困惑


 ダゴルはしばし混乱した様子だった。しかし、掲げられた書類を眺めながら、しょぼくれた態度が豹変し、一転して勝ち誇ったような笑みを浮かべる。


「ククク……ハハハハッ! ザマァ見ろ! なんで、むざむざ貴様の失態を闇に葬らなければならんのだ!?」

「……っ、どう言うことだ!?」


 ビガーヌルは、殺意を持った眼差しで秘書官を睨みつける。直接命令すれば、隠蔽になる。なので、不本意だったが、ダゴルにやらさざるを得なかった。しかし、確実に遂行させるよう秘書官に見張らせていたのだ。


「い、いえ。確かにダゴル長官は、ギモイナとバライロに指示しておりました。間違いありません」

「クハハハヒフハ! あの輩どもは、すでに調略させられていたわ。私の言うことなんて聞くわけがない」

「……っ」


 そんな、上官が存在すること自体に、ビガーヌルは驚愕する。


「お前、自分が情けなくないのか? 要するに、下級内政官に舐められて言うことを聞いてくれなかったのだろう?」

「だ、黙れ! 貴様だって、同じ目に遭う」

「……」


 この反抗的な態度。腹立たしすぎて、その場で首を絞めて殺したくなるが、そんなことをしても一文の得にもならない。ビガーヌルは『落ち着け』と自身に何度も言い聞かせる。

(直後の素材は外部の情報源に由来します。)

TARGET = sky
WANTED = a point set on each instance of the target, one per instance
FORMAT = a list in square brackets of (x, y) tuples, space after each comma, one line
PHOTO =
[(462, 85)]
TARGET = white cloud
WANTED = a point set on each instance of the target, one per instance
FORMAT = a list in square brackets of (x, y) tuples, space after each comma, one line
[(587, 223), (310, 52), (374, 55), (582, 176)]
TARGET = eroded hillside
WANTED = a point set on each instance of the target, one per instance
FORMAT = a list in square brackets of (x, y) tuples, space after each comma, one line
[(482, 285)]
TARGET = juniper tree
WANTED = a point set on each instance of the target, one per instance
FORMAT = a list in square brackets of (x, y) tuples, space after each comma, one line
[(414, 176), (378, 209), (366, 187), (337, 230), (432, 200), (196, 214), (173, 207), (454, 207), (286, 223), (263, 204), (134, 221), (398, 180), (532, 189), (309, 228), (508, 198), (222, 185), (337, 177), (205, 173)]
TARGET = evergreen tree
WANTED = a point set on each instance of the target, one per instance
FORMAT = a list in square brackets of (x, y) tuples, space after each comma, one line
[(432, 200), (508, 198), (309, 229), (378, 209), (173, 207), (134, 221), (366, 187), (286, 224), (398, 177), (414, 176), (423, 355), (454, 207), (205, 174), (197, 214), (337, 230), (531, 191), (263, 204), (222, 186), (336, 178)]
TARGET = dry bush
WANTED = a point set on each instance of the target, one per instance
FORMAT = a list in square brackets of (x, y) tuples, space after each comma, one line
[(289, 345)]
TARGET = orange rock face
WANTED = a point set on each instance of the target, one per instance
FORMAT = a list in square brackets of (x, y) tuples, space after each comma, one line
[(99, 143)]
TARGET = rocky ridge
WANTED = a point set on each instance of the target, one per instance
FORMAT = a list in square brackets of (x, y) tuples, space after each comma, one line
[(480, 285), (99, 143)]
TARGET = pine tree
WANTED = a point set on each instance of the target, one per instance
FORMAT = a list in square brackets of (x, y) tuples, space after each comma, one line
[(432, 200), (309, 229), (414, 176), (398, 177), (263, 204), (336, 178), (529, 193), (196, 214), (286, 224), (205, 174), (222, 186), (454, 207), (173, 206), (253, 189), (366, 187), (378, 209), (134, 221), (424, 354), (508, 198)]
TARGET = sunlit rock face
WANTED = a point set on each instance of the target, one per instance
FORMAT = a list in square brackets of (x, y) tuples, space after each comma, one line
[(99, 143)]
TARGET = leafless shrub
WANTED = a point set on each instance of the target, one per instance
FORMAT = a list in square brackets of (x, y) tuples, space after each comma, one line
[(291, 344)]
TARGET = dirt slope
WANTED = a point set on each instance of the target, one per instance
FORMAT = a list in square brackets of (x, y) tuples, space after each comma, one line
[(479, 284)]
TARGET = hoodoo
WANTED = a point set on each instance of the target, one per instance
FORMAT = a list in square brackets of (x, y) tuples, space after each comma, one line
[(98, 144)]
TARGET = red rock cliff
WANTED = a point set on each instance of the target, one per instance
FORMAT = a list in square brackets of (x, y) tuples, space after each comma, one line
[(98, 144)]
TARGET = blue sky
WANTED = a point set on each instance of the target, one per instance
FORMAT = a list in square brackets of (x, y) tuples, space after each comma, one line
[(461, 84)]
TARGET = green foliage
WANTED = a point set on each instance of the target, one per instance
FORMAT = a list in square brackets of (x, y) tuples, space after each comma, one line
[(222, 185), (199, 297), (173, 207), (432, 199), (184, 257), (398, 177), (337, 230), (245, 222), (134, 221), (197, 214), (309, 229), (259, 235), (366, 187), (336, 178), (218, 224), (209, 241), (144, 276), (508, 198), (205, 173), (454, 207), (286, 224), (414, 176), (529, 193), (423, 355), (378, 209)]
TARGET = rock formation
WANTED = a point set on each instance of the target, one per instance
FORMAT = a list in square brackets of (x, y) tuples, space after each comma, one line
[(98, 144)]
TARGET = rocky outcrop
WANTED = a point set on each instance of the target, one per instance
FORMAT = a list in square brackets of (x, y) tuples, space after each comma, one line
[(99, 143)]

「なあ、どんな気持ちぃ? どんな気分だ! あの忌々しい男に弱みを握られて!?」

「……ダゴル。もう一度チャンスをやってもいい」

「ちゃ、チャンス?」

「ああ。私は貴様のことを買っていたんだ。クレリックとは違って、忠実に仕えてくれた」

「……」

「もちろん、私も人間だから、やりきれない感情はある。しかし、これまでの功績と君の忠義を鑑みてセカンドチャンスを与えないのは、フェアじゃないと思う」

「……」


 どうせ、このバカは食いつくに決まっている。このバカは餌をチラつかせれば、簡単に咥えようとする。ずっと、そうだった。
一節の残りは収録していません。